Anyone exonerated of a crime in Missouri would be eligible for restitution under a plan that has been advanced by a House committee.

Missouri law allows anyone freed from prison based on DNA evidence to receive restitution. House Bills 2412 and 2474 would allow those exonerated by any other proof to receive up to $100 a day, up to $36,500 per fiscal year.
The bills are sponsored by Representatives Shamed Dogan (R-Ballwin) and Ron Hicks (R-Defiance).
“The bottom line to legislation like this is correcting what we’ve done wrong. As a society, we put people away. We’ve incarcerated them for years … and then we release them with nothing,” said Hicks. “We’re not returning them to the way they were when we incarcerated them. We’re not making them whole again … and when I mean ‘whole again,’ that’s vaguely used because you’ll never make someone whole again once you’ve taken their life away from them and then you hand it back.”
Missouri’s restitution statute drew attention following the release late last year of Kevin Strickland, who spent 42 years in prison for a crime of which he was cleared but not by DNA evidence.
Many members expressed support for the proposal, but brought up things they’d like to see added.
Kansas City Democrat Ashley Aune said she wants to see an addition to the bill to ensure exonerees are provided with assistance upon release, in areas like housing and healthcare.
“There’s a program now for someone that is released and has committed a crime,” Hicks noted.
“Exactly,” Aune agreed. “Missouri cannot be a state that treats its parolees better than its exonerees. It cannot.”
Columbia representative David Smith (D) was the only vote against the bill. He opposed it because it would prohibit exonerees from taking the state to court if they receive restitution under this plan.
Smith suggested allowing exonerees to sue the state and subtracting any resulting settlement from the amount they receive in restitution.
Supporters of the bill include the Missouri Chapter of the NAACP, whose president, Nimrod Chapel, enthusiastically said the bill, “may not be perfect, but it is a damn site better than where we have been.”
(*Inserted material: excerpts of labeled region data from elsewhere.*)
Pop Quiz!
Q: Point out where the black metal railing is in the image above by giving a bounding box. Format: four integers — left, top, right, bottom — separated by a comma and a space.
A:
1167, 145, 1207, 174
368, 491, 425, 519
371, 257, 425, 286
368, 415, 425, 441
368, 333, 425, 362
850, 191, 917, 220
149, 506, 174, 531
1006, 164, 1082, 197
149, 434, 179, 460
Another organization offering support is the Missouri Association of Prosecuting Attorneys. Cole County prosecutor Locke Thompson said, “As prosecutors we work with people daily, usually victims of crimes, trying to make them whole after they’ve been victimized. It seems only right that when something as awful as a wrongful conviction happens and we have an actually innocent person in that we make amends to try and make those individuals whole as well.”
The bills, which have identical language, would also require that an exoneree automatically receive an order of expungement.
The committee voted 13-1 to send HB 2474 to another committee. From there it could go to the full House.